Waterhouse read last week’s column about Hydro Ottawa customer Marilee Pott and her $748 bill. Pott’s winter bill doubled for reasons she can’t explain. Hydro Ottawa has checked her meter and says its fine, so the fault must lie inside her house.
You can’t opt out of smart meters in Ontario. In the past six years, these devices that record your electricity use and relay it to your utility have been installed in every Ontario home where they can be, at a cost of $1 billion. But many people don’t trust them any more than Waterhouse does.
Utilities have done a poor job of selling the benefits and slow to respond to their critics. One benefit is time-of-use billing, which encourages conservation by charging less for off-peak use. You can also go online and check your usage. Utilities can react more quickly to power outages.
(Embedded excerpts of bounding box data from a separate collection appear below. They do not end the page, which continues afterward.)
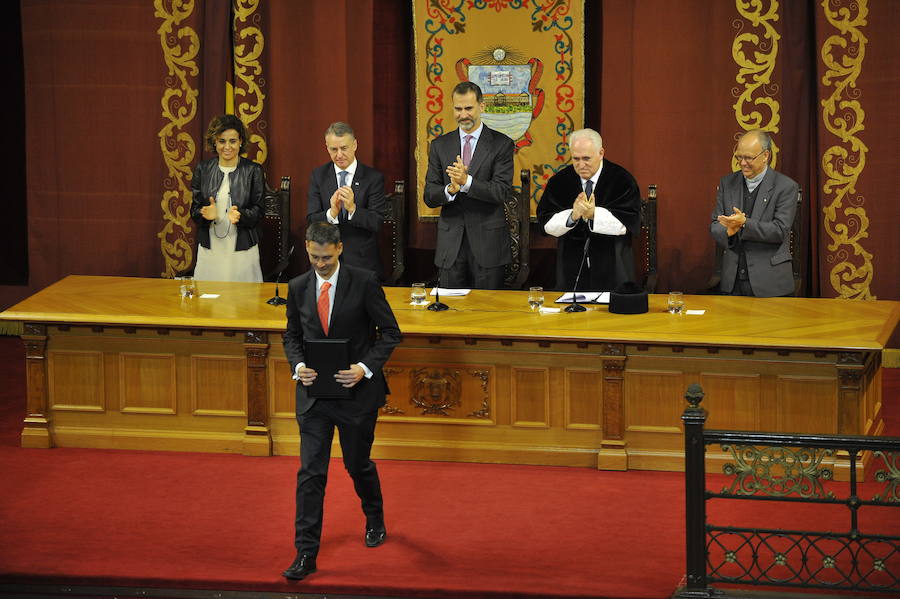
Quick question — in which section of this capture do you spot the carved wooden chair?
[378,181,406,285]
[634,183,657,293]
[503,169,531,289]
[706,189,803,295]
[259,177,291,281]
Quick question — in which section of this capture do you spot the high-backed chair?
[378,181,406,285]
[503,169,531,289]
[259,177,291,281]
[635,183,657,293]
[706,189,803,295]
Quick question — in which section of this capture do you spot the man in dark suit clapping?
[424,81,514,289]
[306,122,385,277]
[283,223,400,580]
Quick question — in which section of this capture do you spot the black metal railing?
[673,384,900,599]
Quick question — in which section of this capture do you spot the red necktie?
[463,135,473,166]
[318,281,331,335]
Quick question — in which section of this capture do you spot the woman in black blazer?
[191,114,265,282]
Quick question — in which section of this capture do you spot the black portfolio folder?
[304,339,351,399]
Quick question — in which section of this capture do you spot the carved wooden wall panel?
[625,370,687,434]
[510,367,550,428]
[267,358,297,420]
[774,376,838,434]
[47,350,106,412]
[118,352,178,414]
[565,368,603,430]
[700,373,761,431]
[191,356,247,416]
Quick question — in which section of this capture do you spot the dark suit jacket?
[284,264,400,415]
[306,161,385,276]
[709,168,799,297]
[425,125,513,268]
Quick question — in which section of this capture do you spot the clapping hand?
[200,198,216,220]
[716,206,747,237]
[447,155,469,194]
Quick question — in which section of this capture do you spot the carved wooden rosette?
[242,331,272,456]
[597,343,628,470]
[22,323,53,449]
[381,366,491,419]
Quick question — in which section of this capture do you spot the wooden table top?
[0,275,900,351]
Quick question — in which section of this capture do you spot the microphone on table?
[566,232,591,312]
[266,246,294,306]
[428,267,450,312]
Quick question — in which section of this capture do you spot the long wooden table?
[0,276,900,478]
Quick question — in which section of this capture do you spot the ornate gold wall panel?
[153,0,200,277]
[731,0,781,171]
[233,0,269,164]
[821,0,875,299]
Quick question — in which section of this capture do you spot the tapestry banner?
[413,0,584,220]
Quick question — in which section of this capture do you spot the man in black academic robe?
[537,129,641,291]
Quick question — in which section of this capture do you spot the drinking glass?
[409,283,425,306]
[178,277,197,298]
[666,291,684,314]
[528,287,544,310]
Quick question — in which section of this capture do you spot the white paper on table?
[556,291,609,304]
[431,287,472,297]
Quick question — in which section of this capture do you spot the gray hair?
[325,121,356,139]
[741,129,772,152]
[569,129,603,152]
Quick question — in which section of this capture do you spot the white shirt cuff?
[544,208,574,237]
[356,362,372,379]
[591,206,628,235]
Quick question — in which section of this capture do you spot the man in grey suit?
[306,122,385,277]
[425,81,514,289]
[709,129,799,297]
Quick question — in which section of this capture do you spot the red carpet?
[0,338,897,599]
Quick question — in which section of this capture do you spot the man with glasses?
[710,129,799,297]
[537,129,641,291]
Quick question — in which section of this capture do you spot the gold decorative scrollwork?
[722,444,834,498]
[234,0,269,164]
[821,0,875,299]
[731,0,781,171]
[153,0,200,277]
[872,451,900,503]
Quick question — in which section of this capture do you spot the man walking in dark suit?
[283,223,400,580]
[306,122,385,277]
[709,129,799,297]
[424,81,513,289]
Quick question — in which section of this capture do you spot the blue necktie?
[338,171,349,222]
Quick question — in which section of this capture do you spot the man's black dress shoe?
[366,524,387,547]
[281,555,316,580]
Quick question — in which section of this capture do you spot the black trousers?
[440,233,506,289]
[294,399,384,556]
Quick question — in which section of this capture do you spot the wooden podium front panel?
[47,325,246,451]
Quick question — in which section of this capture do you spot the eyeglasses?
[734,150,766,164]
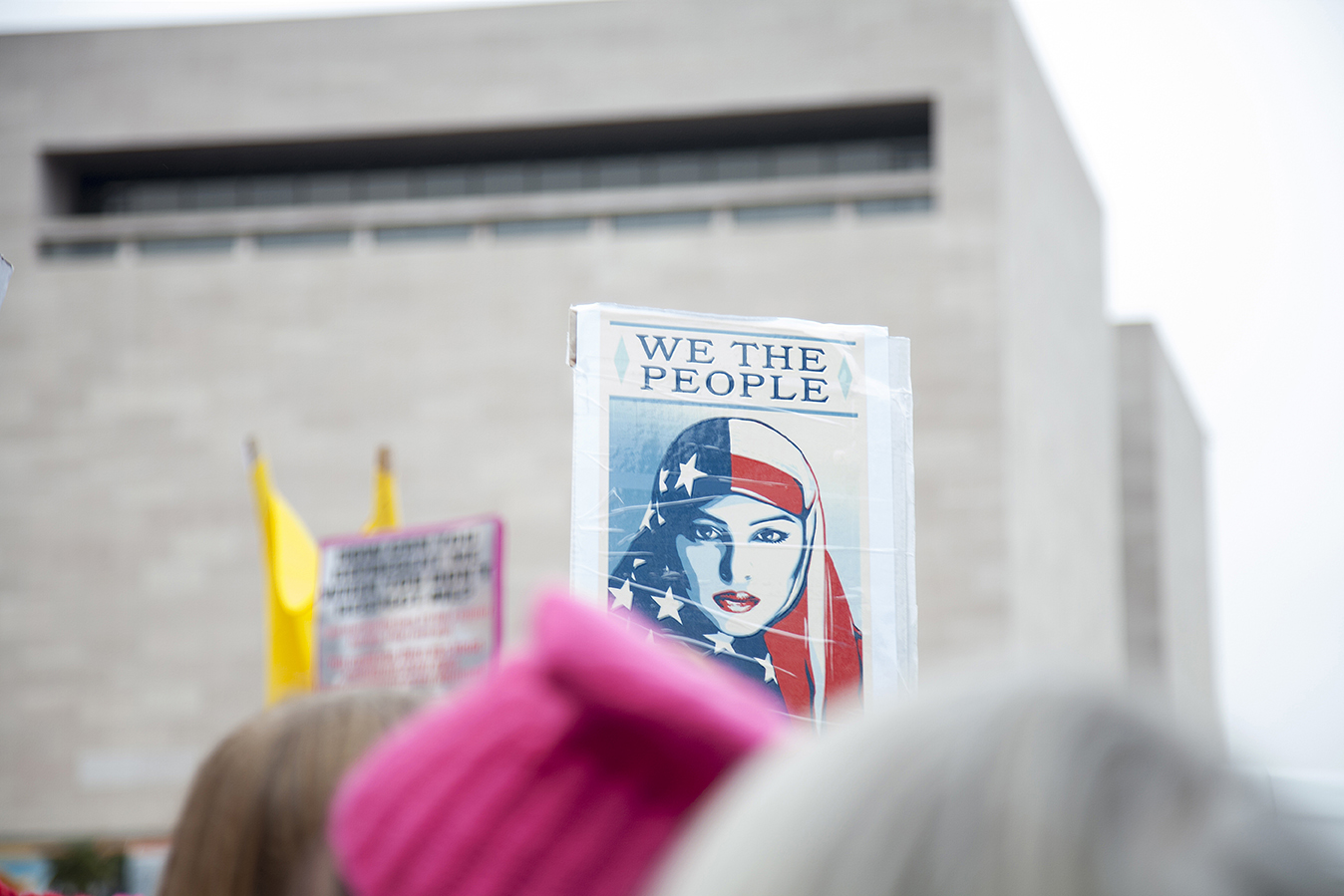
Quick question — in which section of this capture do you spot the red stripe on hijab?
[733,454,803,517]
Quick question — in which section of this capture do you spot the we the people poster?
[571,305,915,719]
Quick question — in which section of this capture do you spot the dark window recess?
[44,102,933,215]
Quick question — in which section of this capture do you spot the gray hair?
[653,687,1340,896]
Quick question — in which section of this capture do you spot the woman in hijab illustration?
[609,417,861,719]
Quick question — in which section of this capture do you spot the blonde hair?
[652,687,1339,896]
[159,692,421,896]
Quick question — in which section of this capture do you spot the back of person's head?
[159,691,421,896]
[653,687,1337,896]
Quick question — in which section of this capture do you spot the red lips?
[714,591,761,613]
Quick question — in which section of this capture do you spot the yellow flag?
[250,446,317,703]
[364,445,402,534]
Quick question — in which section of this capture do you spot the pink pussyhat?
[328,595,784,896]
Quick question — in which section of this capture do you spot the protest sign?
[317,517,504,689]
[570,305,915,720]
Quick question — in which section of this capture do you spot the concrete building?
[1116,324,1220,733]
[0,0,1209,841]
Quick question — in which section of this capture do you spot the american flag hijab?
[609,417,861,720]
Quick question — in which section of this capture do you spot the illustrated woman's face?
[676,494,805,637]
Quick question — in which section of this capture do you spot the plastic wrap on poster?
[317,517,504,691]
[570,305,918,720]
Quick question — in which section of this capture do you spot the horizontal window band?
[256,229,351,250]
[52,100,933,215]
[136,236,235,255]
[39,194,934,259]
[374,224,473,243]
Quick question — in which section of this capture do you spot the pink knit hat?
[328,595,783,896]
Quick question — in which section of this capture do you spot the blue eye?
[691,522,726,541]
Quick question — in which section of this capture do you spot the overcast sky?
[0,0,1344,773]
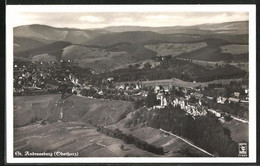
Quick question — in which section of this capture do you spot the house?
[208,108,221,118]
[194,92,203,99]
[98,90,104,96]
[172,98,179,107]
[154,85,161,94]
[162,86,170,93]
[107,77,114,82]
[179,97,185,109]
[217,96,227,104]
[207,96,213,100]
[228,97,239,103]
[156,92,167,106]
[117,85,125,90]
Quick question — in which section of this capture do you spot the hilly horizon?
[13,21,248,71]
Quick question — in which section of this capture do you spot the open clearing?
[145,42,207,56]
[14,94,132,127]
[223,120,248,143]
[14,122,157,157]
[108,124,209,157]
[117,78,242,88]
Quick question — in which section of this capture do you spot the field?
[14,94,132,127]
[14,122,156,157]
[145,42,207,56]
[117,78,241,88]
[107,112,211,157]
[223,120,248,143]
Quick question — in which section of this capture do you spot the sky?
[12,12,248,29]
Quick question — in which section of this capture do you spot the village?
[14,61,249,122]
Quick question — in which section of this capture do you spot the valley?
[13,21,249,157]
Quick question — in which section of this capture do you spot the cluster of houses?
[217,88,249,104]
[172,97,207,116]
[150,85,207,116]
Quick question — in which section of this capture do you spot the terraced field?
[14,94,132,127]
[107,112,209,157]
[223,120,248,143]
[145,42,207,56]
[14,122,156,157]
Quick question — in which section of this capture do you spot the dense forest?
[125,107,238,157]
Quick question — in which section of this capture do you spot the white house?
[217,96,227,104]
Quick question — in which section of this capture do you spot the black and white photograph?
[6,5,256,163]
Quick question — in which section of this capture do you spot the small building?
[194,92,203,99]
[234,92,240,98]
[207,96,213,100]
[217,96,227,104]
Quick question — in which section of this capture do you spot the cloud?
[12,12,248,29]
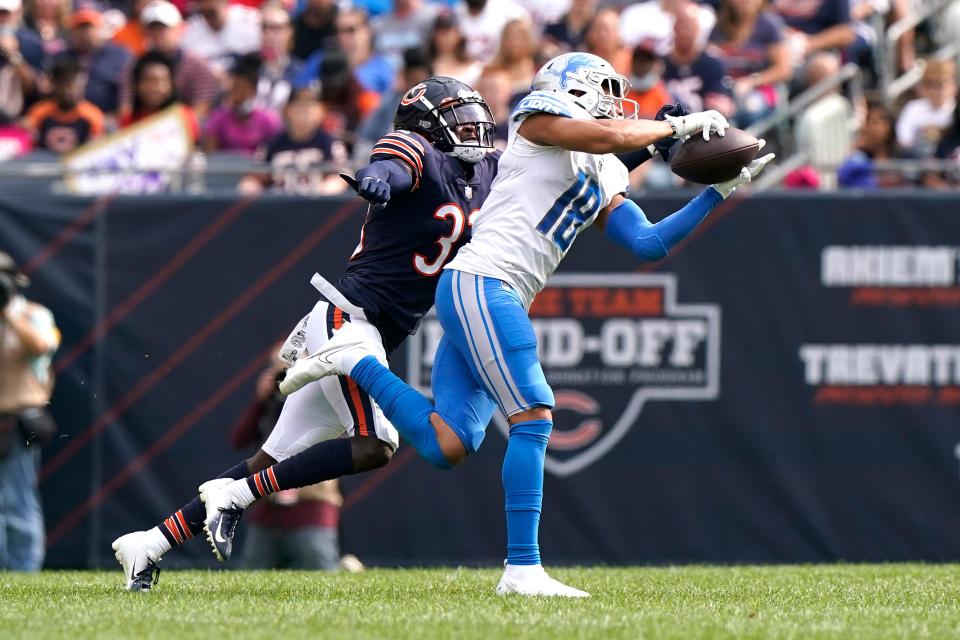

Beckie Codd-Downey, a press secretary to Energy Minister Bob Chiarelli, says the meters are a vital upgrade that modernizes “our outdated, inefficient energy infrastructure.”
So why are people so suspicious?
Hydro One’s billing problems, for one. Hydro One is Ontario’s largest electricity company and this winter about 65,000 customers received estimated winter bills, didn’t get any bill for 90 days or more, or received a handful of bills at once. This prompted provincial Ombud Andre Marin to take a closer look.
Several readers suggest that this is exactly where problems lie, not with the meter itself.
“The trouble is that even if the meters are 99.9 per cent accurate, that doesn’t mean that the systems handling them are,” said a reader who works in the energy industry.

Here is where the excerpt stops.